The subject device is composed of a resorbable porcine-derived extracellular matrix (ECM) scaffolds, specifically known as urinary bladder matrix (UBM). MicroMatrix devices are supplied as a dry, absorbent, white to off-white particulate with two particle size distributions, specifically

The provided text is related to an FDA 510(k) premarket notification for a medical device called MicroMatrix® UBM Particulate. This notification is for a device (a medical product), not an AI algorithm.

Therefore, many of the requested categories related to acceptance criteria and studies for AI algorithms (such as sample size for test/training sets, data provenance, ground truth establishment, expert qualifications, MRMC studies, and standalone performance) are not applicable to this document.

The document primarily focuses on demonstrating substantial equivalence to a predicate device based on nonclinical testing (bench tests) and that no animal or clinical studies were required.

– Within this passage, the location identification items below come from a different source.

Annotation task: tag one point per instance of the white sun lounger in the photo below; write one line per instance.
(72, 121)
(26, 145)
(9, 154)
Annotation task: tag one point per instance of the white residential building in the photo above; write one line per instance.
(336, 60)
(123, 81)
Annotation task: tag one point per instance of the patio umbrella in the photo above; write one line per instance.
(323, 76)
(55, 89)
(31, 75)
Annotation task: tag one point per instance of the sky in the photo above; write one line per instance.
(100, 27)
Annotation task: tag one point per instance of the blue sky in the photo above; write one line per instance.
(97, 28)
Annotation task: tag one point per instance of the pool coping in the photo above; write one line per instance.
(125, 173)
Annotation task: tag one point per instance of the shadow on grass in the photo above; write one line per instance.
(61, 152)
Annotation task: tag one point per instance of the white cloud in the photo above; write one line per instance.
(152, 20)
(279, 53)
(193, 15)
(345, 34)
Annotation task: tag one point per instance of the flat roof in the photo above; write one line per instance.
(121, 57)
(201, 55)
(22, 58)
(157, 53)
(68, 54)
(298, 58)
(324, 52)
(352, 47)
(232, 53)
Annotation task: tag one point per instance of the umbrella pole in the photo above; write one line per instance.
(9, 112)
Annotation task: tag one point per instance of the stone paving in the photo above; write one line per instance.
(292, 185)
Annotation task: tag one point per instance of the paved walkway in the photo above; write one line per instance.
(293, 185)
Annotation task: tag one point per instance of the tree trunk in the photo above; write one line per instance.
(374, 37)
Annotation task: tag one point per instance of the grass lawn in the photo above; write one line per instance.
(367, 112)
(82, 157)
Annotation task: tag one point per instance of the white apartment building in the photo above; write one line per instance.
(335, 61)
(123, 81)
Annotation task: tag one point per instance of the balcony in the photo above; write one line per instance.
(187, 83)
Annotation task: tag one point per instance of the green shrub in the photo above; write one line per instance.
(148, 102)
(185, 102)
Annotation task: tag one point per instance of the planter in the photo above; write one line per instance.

Here's a breakdown of what can be extracted from the document:

1. A table of acceptance criteria and the reported device performance

The document lists "Performance Bench Test Results" and states that for each test, the device "Meets Acceptance Criteria." It does not provide the specific numerical acceptance criteria themselves, only the conclusion that they were met.

2. Sample sized used for the test set and the data provenance (e.g. country of origin of the data, retrospective or prospective)

• Sample Size: Not specified for the bench tests. The document only states "All testing was performed on production equivalent devices."
• Data Provenance: Not applicable/not specified. These are laboratory bench tests on physical devices, not clinical data.

3. Number of experts used to establish the ground truth for the test set and the qualifications of those experts (e.g. radiologist with 10 years of experience)

Not applicable. Ground truth for AI algorithms is not relevant for physical device bench testing. The "ground truth" here is the established test methodology and the specifications the device is designed to meet, verified by laboratory personnel.

4. Adjudication method (e.g. 2+1, 3+1, none) for the test set

Not applicable. Adjudication methods are typically for resolving discrepancies in expert labeling or diagnoses in AI studies.

5. If a multi-reader multi-case (MRMC) comparative effectiveness study was done, If so, what was the effect size of how much human readers improve with AI vs without AI assistance

Not applicable. This device is not an AI algorithm. No MRMC study was conducted.

6. If a standalone (i.e. algorithm only without human-in-the loop performance) was done

Not applicable. This is not an AI algorithm.

7. The type of ground truth used (expert consensus, pathology, outcomes data, etc.)

Not applicable in the context of AI. For the bench tests, the "ground truth" relates to the predetermined specifications and standards that the device must meet, verified through objective measurements and observations in a laboratory setting. For example, particle size analysis would have a specified acceptable range, and the "ground truth" is whether the measured particle size falls within that range. Similarly, package integrity tests have defined parameters for success.

8. The sample size for the training set

Not applicable. This is not an AI algorithm.

9. How the ground truth for the training set was established

Not applicable. This is not an AI algorithm.